We were in a very remote area coming off a very high pass (~17,500 feet). We had no horses or pack animals so we must be poor. He first asked us to keep walking as there were bandits in the area casting suspicion on any stranger. Then, we were invited in the tent for yak butter tea. The family had never seen a gringo. Frank’s Chinese was not that of a native speaker (but pretty good) and my Tibetan was not fooling anyone. We were clearly neither Chinese or Tibetan. By process of elimination, they deduced we were Indian.
Frank and I went to the same place to eat every day we were in Gatar (I believe that is where this was taken). Actually, we went to the only place to eat in town. The residents would come to visit all the time. Mostly they would just stare as I could not speak the local dialect; I learned a bit of Lhasa language in India which is very different. We managed to get some great portraits here because Frank and I had regular contact with the residents.
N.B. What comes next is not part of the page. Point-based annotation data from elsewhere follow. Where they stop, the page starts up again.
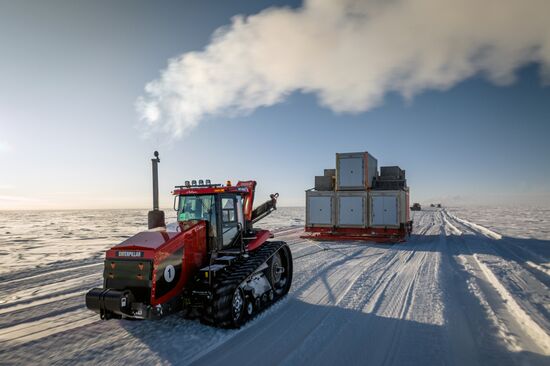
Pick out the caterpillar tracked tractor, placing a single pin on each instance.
(212, 264)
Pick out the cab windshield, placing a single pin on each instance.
(196, 208)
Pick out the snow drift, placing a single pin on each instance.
(350, 53)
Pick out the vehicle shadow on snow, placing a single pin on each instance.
(299, 333)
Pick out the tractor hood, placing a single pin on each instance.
(147, 240)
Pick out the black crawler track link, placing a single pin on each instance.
(218, 311)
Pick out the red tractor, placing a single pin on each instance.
(214, 265)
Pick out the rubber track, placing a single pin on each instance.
(218, 313)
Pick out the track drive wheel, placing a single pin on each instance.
(279, 271)
(238, 307)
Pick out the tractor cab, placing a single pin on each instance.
(223, 213)
(227, 210)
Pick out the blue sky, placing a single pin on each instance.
(70, 136)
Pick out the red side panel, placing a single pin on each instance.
(377, 235)
(193, 241)
(261, 237)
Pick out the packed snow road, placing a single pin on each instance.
(456, 293)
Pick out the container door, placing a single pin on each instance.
(350, 173)
(377, 211)
(351, 211)
(320, 210)
(390, 210)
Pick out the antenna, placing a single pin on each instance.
(155, 217)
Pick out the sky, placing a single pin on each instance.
(90, 89)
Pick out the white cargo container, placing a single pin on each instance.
(388, 209)
(351, 209)
(355, 171)
(320, 208)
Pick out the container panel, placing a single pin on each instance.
(324, 183)
(390, 210)
(351, 211)
(351, 173)
(319, 210)
(372, 169)
(378, 211)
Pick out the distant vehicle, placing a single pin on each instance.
(416, 207)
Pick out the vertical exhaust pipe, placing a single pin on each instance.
(155, 217)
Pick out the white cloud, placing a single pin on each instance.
(350, 53)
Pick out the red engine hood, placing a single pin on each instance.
(147, 240)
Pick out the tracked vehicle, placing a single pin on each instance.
(212, 264)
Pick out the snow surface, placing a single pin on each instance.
(461, 291)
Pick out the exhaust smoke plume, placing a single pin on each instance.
(350, 53)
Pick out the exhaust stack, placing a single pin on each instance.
(155, 217)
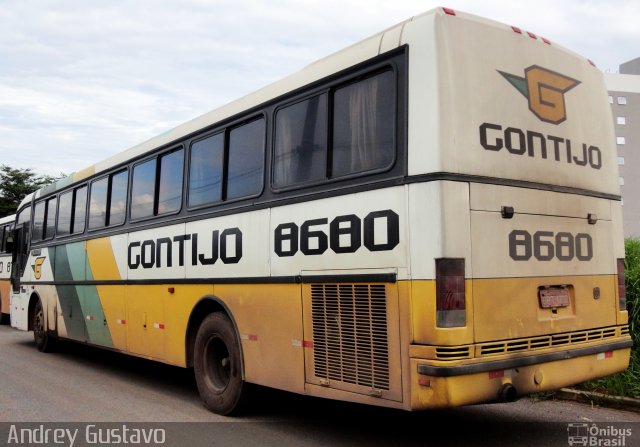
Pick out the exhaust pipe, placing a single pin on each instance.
(507, 393)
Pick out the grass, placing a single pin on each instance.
(626, 383)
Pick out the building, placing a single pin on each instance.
(624, 97)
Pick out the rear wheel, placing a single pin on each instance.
(217, 365)
(44, 341)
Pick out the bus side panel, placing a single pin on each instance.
(101, 266)
(269, 319)
(70, 262)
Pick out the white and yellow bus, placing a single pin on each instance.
(6, 227)
(428, 218)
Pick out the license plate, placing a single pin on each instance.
(554, 297)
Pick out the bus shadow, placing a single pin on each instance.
(328, 422)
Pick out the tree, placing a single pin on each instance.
(15, 184)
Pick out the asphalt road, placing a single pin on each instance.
(78, 386)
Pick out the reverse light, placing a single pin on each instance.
(622, 289)
(450, 296)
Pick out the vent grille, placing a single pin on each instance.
(548, 341)
(350, 334)
(453, 352)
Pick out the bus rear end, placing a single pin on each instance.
(526, 277)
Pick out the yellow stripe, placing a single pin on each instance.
(101, 259)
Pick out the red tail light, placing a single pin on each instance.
(622, 289)
(450, 299)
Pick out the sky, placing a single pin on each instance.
(81, 80)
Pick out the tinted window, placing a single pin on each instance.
(301, 142)
(170, 190)
(65, 210)
(98, 203)
(364, 125)
(205, 171)
(246, 160)
(50, 226)
(143, 189)
(79, 210)
(24, 215)
(38, 221)
(118, 201)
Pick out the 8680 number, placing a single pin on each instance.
(547, 245)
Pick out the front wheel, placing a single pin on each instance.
(44, 341)
(216, 365)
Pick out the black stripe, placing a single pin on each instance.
(450, 371)
(435, 176)
(297, 279)
(332, 190)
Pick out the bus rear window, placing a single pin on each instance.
(362, 121)
(364, 125)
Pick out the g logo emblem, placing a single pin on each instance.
(37, 267)
(544, 90)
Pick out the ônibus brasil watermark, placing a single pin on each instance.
(598, 435)
(91, 434)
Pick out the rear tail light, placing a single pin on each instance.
(450, 299)
(622, 289)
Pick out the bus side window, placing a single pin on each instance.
(98, 203)
(72, 211)
(301, 142)
(246, 160)
(65, 208)
(205, 171)
(38, 221)
(143, 189)
(108, 200)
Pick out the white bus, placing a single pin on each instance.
(6, 227)
(428, 218)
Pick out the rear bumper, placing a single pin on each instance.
(448, 371)
(481, 382)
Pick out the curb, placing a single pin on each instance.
(601, 399)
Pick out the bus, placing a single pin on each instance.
(428, 218)
(6, 227)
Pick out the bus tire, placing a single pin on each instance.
(44, 341)
(217, 365)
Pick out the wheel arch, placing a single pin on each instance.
(206, 306)
(33, 299)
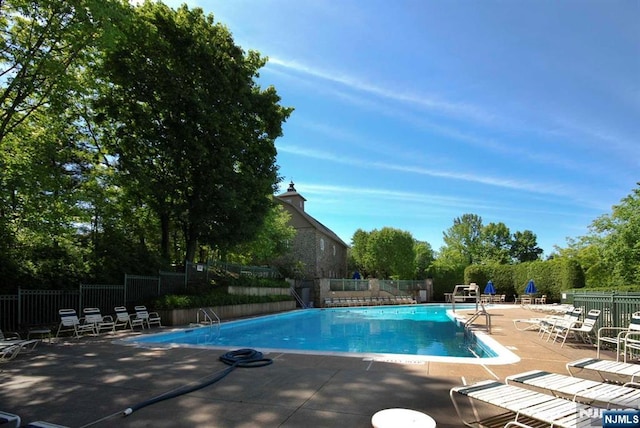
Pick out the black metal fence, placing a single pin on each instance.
(40, 307)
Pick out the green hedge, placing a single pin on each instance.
(551, 277)
(214, 298)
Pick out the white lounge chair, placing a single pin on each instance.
(126, 320)
(608, 371)
(101, 323)
(624, 338)
(522, 405)
(69, 321)
(583, 390)
(579, 329)
(551, 326)
(8, 352)
(148, 318)
(524, 324)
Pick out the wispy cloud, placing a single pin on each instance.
(423, 101)
(540, 188)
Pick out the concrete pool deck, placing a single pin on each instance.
(90, 381)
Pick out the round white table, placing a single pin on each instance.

We figured if they could stare at us, we could take pictures. Actually, most folks were interactive.
You learn a great deal about someone when you travel together. My guess is that Frank had a misspent youth hanging out at pool hall dives in the Western part of Switzerland. He won just about every game I saw him play. Note the tables are outside, full of flaws, usually not level, and not regulation size.
Frank attracts a crowd everywhere we went, particularly the pretty girls.
The trail here looks pretty good. We are just a couple days out; we had not run out of cigarettes.